Metadata Structuring
Metadata serves two distinct purposes in the tokenized datasets framework:

Public Metadata
Basic descriptive information such as schema definitions, creation timestamps, and general categorization is stored on-chain in Patricia Tries in plaintext to enable discovery and validation. This information is hashed using SHA-512 to ensure integrity, but the hash is stored alongside the plaintext data.

Privacy-Sensitive Metadata
Statistical summaries, detailed provenance information, and other potentially sensitive metadata can be encrypted and stored off-chain through off-chain workers, with only hash references maintained on-chain. For this sensitive metadata, zero-knowledge proofs can selectively verify properties without revealing the underlying information.
This dual approach balances the need for discoverability with privacy protection, acknowledging that hashing alone does not provide confidentiality for on-chain information.
The marketplace implements a standardized metadata schema that balances comprehensiveness with efficiency. The schema includes:
Dataset identification
Basic information like title, description, version, and creation timestamp
Technical specifications
Format, size, encoding, compression method, and schema definition
Quality indicators
Completeness, consistency metrics, update frequency, and last verification date
Domain-specific attributes
Field-relevant indicators like resolution for images, sampling rate for audio, or collection methodology for surveys
Usage terms
License type, attribution requirements, and permitted use categories
Functions of Metadata in the Tokenization Process
This structured approach enables efficient discovery and evaluation of datasets while ensuring that critical information is consistently available across the marketplace.

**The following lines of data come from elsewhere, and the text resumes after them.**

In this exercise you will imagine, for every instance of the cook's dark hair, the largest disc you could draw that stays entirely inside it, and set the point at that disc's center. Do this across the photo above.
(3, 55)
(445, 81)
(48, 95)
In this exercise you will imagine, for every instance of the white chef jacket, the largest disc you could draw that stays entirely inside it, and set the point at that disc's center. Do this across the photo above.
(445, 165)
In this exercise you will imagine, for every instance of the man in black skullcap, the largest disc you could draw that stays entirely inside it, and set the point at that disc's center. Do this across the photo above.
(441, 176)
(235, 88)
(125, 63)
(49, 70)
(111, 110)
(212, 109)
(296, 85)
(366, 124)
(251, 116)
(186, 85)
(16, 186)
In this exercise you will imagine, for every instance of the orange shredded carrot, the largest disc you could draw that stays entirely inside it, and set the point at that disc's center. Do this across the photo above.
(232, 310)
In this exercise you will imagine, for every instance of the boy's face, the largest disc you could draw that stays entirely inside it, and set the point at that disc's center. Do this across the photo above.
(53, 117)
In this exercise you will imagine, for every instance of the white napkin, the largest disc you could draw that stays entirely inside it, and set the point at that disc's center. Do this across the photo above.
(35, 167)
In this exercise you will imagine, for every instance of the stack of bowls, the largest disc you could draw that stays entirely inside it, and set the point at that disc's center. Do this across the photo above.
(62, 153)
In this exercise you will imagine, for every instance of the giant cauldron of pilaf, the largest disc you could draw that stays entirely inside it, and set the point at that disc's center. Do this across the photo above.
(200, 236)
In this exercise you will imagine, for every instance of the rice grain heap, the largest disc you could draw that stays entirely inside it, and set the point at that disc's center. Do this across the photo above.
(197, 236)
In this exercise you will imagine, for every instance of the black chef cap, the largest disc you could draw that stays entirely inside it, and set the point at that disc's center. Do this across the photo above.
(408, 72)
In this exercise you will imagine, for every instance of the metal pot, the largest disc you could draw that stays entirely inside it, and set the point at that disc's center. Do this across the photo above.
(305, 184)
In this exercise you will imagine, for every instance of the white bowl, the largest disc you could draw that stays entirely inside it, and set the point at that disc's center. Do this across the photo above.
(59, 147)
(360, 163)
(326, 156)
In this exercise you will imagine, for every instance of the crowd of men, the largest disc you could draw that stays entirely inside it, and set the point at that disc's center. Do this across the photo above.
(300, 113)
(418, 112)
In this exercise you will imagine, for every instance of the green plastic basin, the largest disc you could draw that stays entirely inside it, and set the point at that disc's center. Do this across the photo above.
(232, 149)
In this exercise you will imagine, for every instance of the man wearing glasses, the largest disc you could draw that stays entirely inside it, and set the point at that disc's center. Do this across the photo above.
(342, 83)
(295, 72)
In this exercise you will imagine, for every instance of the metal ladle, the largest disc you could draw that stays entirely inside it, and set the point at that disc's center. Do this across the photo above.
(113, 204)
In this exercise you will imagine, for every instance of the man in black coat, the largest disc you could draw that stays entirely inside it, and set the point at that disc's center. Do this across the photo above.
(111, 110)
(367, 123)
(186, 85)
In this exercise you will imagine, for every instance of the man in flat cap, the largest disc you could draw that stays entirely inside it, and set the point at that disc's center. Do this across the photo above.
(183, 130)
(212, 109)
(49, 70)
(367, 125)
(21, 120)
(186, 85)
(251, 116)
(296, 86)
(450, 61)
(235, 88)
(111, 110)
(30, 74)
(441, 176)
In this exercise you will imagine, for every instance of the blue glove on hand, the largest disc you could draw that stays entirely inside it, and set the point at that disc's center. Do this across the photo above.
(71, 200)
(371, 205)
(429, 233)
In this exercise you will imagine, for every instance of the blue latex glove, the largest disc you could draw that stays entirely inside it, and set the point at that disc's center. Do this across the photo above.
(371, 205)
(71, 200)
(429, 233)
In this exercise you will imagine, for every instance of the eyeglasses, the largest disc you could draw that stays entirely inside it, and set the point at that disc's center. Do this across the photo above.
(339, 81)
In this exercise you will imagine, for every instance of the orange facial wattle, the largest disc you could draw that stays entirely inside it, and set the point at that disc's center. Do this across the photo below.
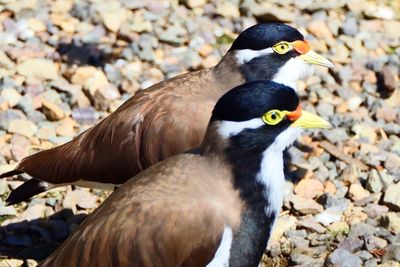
(294, 115)
(301, 46)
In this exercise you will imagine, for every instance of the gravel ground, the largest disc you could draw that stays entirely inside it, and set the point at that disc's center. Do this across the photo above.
(66, 64)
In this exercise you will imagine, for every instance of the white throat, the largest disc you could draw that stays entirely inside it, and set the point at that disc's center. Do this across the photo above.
(295, 69)
(271, 172)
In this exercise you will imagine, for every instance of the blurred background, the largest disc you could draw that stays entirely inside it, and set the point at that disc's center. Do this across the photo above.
(65, 64)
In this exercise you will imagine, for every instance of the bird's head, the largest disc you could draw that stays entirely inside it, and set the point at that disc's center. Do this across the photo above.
(257, 115)
(276, 52)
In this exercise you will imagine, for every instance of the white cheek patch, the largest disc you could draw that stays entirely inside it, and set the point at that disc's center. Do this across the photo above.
(295, 69)
(230, 128)
(221, 258)
(245, 55)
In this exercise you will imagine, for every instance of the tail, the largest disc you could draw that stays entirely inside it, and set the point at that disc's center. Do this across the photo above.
(26, 191)
(11, 173)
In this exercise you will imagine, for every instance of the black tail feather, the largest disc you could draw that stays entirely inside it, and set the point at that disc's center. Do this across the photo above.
(10, 173)
(26, 191)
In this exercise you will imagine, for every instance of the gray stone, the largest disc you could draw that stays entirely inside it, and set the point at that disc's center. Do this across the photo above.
(392, 196)
(343, 258)
(361, 229)
(351, 244)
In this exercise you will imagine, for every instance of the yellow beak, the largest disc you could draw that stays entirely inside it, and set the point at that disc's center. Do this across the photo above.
(313, 58)
(308, 120)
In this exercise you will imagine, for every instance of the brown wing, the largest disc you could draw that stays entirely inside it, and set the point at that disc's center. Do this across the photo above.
(154, 124)
(172, 214)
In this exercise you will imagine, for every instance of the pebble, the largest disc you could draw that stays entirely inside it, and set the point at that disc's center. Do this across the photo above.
(392, 196)
(39, 68)
(343, 258)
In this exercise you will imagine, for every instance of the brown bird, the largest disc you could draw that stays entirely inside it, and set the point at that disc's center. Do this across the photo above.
(168, 118)
(214, 208)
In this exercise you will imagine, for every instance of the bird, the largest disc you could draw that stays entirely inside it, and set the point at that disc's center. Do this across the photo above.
(215, 207)
(169, 117)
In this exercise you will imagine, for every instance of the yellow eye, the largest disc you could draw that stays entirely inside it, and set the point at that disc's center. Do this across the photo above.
(273, 117)
(282, 47)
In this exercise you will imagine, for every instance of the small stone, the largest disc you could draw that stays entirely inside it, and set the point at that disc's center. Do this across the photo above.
(372, 243)
(52, 111)
(31, 263)
(393, 222)
(351, 244)
(312, 225)
(392, 253)
(357, 192)
(39, 68)
(9, 210)
(282, 224)
(23, 127)
(11, 263)
(343, 258)
(11, 96)
(306, 206)
(339, 228)
(309, 188)
(374, 183)
(361, 229)
(195, 3)
(228, 9)
(389, 264)
(392, 196)
(66, 127)
(329, 216)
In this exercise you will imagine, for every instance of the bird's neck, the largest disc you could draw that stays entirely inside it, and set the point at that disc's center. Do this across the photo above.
(258, 176)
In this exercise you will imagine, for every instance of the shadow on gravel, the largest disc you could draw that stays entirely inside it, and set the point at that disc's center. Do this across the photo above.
(37, 239)
(82, 54)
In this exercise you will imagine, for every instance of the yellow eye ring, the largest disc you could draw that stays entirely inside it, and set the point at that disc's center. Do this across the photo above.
(273, 117)
(282, 47)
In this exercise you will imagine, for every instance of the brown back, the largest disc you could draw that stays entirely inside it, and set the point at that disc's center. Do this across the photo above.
(172, 214)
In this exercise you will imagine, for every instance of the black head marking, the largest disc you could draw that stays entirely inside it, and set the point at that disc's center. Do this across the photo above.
(261, 36)
(251, 100)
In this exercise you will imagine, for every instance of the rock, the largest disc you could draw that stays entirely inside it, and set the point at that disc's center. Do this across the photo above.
(267, 11)
(52, 111)
(39, 68)
(393, 222)
(11, 263)
(392, 196)
(228, 9)
(11, 96)
(339, 228)
(329, 216)
(392, 253)
(350, 26)
(81, 198)
(7, 210)
(351, 244)
(112, 14)
(390, 264)
(375, 211)
(309, 188)
(306, 206)
(357, 192)
(195, 3)
(372, 243)
(282, 224)
(342, 258)
(312, 225)
(23, 127)
(350, 174)
(374, 183)
(90, 78)
(361, 229)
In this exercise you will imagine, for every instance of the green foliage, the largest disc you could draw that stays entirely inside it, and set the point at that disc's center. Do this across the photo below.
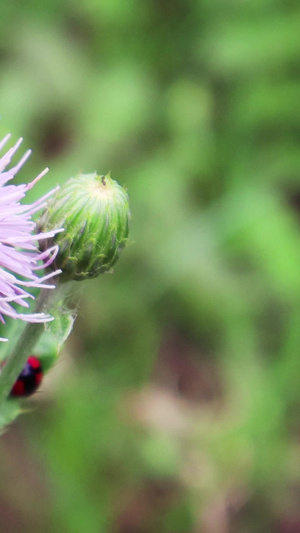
(176, 399)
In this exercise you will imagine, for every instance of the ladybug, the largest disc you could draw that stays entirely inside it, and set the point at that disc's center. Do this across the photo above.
(29, 379)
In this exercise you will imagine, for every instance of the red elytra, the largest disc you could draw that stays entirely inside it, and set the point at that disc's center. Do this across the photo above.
(29, 379)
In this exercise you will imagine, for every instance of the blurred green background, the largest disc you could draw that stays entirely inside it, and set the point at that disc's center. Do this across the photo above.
(175, 405)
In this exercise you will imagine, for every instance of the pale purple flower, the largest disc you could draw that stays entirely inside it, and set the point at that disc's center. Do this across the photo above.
(20, 257)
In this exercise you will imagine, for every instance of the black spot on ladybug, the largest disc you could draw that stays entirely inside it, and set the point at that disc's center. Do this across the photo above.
(29, 380)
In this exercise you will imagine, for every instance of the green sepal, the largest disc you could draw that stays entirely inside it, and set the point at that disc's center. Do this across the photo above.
(94, 212)
(8, 412)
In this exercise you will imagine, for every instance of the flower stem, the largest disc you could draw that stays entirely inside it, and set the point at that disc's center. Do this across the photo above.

The metadata serves several crucial functions in the tokenization process:
It enables efficient dataset discovery without requiring access to the full data
It provides the basis for quality assessment and validation before purchase
It facilitates provenance tracking and attribution for regulatory compliance
It documents the technical requirements for utilizing the dataset effectively
Consider a 500 MB dataset of weather records: its metadata might include the source, schema (e.g., columns for temperature, humidity, wind speed), statistical summaries (e.g., average temperature of 15°C), and a timestamp.
The metadata is serialized, hashed with SHA-512 to produce a fixed-length digest, and linked to the CID. This allows consumers to verify the dataset's authenticity and relevance before purchase.